Many of the country's biggest retailers, who were not parties to the case, want the $7.25 billion deal dead. Mark Williams, president of financial services at Richfield-based Best Buy, said the settlement "does almost nothing to address why U.S. consumers and merchants continue to pay higher [credit card] costs than nearly every other developed country."
Minneapolis-based Target Corp. believes the settlement has "serious substantive and legal defects" that "perpetuate a broken system" of uncontrolled credit card fees that costs Target hundreds of millions of dollars each year, said spokeswoman Jenna Reck.
Experts expect major retailers and trade associations to fight all the way to the U.S. Supreme Court if necessary to kill or materially change the settlement. Opponents say it leaves credit card companies with too few limits on fee increases and prohibits future lawsuits.

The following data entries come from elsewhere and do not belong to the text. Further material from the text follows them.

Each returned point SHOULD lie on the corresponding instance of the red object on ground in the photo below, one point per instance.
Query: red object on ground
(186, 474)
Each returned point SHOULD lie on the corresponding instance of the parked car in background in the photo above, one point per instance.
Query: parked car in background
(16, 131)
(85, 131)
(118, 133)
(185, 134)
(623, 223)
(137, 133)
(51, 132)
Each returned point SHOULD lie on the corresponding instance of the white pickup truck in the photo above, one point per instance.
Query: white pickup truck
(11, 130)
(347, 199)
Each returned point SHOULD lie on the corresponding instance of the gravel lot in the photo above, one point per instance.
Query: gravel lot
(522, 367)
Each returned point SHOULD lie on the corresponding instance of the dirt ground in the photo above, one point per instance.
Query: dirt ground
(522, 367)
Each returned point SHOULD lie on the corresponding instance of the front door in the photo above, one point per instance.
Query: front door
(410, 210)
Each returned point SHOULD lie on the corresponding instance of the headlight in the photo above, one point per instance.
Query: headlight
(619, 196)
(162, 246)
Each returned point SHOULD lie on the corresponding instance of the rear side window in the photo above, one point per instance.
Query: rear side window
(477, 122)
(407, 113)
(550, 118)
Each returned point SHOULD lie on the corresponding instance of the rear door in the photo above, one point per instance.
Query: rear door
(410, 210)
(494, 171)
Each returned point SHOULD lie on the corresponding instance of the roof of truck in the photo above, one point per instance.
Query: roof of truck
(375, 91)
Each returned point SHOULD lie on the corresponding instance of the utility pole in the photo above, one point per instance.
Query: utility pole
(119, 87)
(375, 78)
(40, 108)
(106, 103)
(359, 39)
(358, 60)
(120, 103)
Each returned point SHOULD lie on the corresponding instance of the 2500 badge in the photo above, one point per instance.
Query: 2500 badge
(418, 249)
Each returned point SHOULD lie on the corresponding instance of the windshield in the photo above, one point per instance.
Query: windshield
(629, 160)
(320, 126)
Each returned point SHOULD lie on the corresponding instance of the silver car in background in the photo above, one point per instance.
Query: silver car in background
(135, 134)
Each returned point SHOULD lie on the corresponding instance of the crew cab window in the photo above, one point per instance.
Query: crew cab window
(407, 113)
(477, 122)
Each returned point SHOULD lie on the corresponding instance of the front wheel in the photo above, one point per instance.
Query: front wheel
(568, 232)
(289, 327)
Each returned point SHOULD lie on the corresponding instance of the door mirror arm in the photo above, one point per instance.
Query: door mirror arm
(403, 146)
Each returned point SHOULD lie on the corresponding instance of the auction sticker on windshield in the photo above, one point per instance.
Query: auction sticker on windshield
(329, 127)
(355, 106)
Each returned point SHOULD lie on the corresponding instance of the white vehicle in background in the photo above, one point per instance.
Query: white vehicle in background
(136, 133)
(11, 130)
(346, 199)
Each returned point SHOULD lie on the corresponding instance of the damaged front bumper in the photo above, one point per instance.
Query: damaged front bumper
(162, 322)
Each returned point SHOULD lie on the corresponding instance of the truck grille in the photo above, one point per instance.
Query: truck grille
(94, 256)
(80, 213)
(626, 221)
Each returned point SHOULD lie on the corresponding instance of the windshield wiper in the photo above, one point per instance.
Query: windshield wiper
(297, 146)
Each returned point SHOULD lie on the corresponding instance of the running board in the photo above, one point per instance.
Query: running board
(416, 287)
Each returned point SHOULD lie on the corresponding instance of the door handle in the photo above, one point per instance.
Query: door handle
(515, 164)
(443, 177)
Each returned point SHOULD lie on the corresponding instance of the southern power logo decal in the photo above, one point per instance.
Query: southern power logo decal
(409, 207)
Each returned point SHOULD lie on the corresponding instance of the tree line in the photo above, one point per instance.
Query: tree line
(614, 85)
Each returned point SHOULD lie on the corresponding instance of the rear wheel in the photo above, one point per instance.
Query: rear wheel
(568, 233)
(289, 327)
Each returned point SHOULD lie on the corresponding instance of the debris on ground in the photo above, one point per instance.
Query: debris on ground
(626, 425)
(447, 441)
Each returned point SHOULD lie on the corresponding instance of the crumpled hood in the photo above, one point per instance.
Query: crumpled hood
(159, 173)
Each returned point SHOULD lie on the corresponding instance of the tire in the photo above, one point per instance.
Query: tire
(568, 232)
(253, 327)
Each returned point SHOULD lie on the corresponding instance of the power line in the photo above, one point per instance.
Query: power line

Georgetown University law Prof. Adam Levitin, a consumer finance expert, speculated that credit card fees could become a flash point in the U.S. House and Senate, the way debit card fees did in 2011 when Congress voted to restrict them in an amendment to financial regulatory reform.
Levitin thinks judicial approval of the current settlement would up the legislative pressure to pass a better long-term solution.
Last week, a majority of the merchants and trade associations that brought the lawsuit against Visa, MasterCard and several banks seven years ago announced plans for a new legal filing. This one will ask a federal appeals court to throw out the settlement, a motion which U.S. District Judge John Gleeson granted preliminary approval to on Nov. 9.